The quarterly Global Business Outlook survey of more than 900 CFOs also found that a large majority prefer a solution that pairs $1 of tax increases for every $2 of spending cuts, similar to the plan proposed by the deficit panel chaired by former University of North Carolina President Erskine Bowles and U.S. Sen. Alan Simpson.
“It is shocking that CFOs overwhelmingly support Simpson-Bowles, which includes tax rate hikes to raise revenues,” John Graham, a professor of finance at Duke’s Fuqua School of Business and director of the survey, said in a statement. “CFOs generally prefer less taxation across the board, so their willingness to accept tax increases is dramatic.”

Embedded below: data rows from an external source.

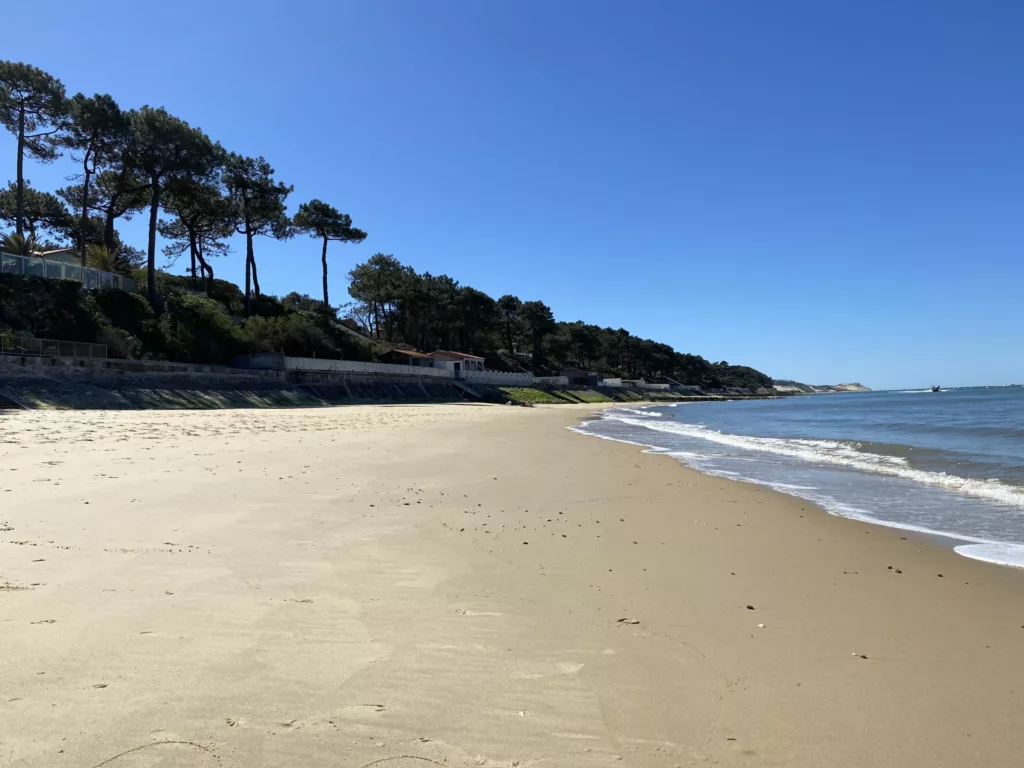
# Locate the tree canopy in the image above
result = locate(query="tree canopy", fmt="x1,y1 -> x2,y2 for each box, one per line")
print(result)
0,61 -> 68,234
292,200 -> 367,306
0,61 -> 771,388
223,153 -> 294,315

CFOs are very concerned about the possibility of the U.S. not finding a solution to the budget impasse.
More than 70 percent say they will reduce hiring if no solution is reached and the U.S. goes over the fiscal cliff. Another two-thirds indicate they will cut business spending.
“The survey offers strong evidence that capital spending will be slashed under a ‘cliff’ scenario,” Campbell Harvey, a Fuqua finance professor and founding director of the survey, said in a statement. “CFOs would also cut spending and hiring under a ‘kick the can down the road’ scenario. Capital spending would be robust only under an approach like Simpson-Bowles.”
CFOs indicate the damage brought on by the fiscal cliff would be long-lasting.
More than two-thirds say their firms will be worse off five years from now if Congress and President Barack Obama can't reach a deal by Jan. 1 to avoid a dramatic combination of spending cuts and tax increases. Fewer than 5 percent of U.S. CEOs think that going over the fiscal cliff is a desirable way to address the budget deficit.
Given the possibility that the U.S. will go over the fiscal cliff, CFOs in the U.S. were less optimistic about the economy than in previous quarters. Other concerns cited in the survey include weak consumer demand, the cost of health care and retaining skilled workers.
“These concerns have led to a continued erosion of optimism about the U.S. economy,” Kate O’Sullivan, editorial director at CFO Magazine, said in a statement. ”Optimism has fallen to 51 out of 100, down from 60 last spring, and even slightly below Europe. This is worrisome, because historically reduced optimism foretells slower economic activity over the next year.”
Corporate plans are flat for domestic hiring, according to the survey, with only a meager 0.1 percent increase expected in the U.S. This implies a rising unemployment rate in 2013.
CFOs plan to increase capital spending by just 2.5 percent over the coming 12 months, down from 7.3 percent in the spring. This is the fourth consecutive quarter spending plans have declined.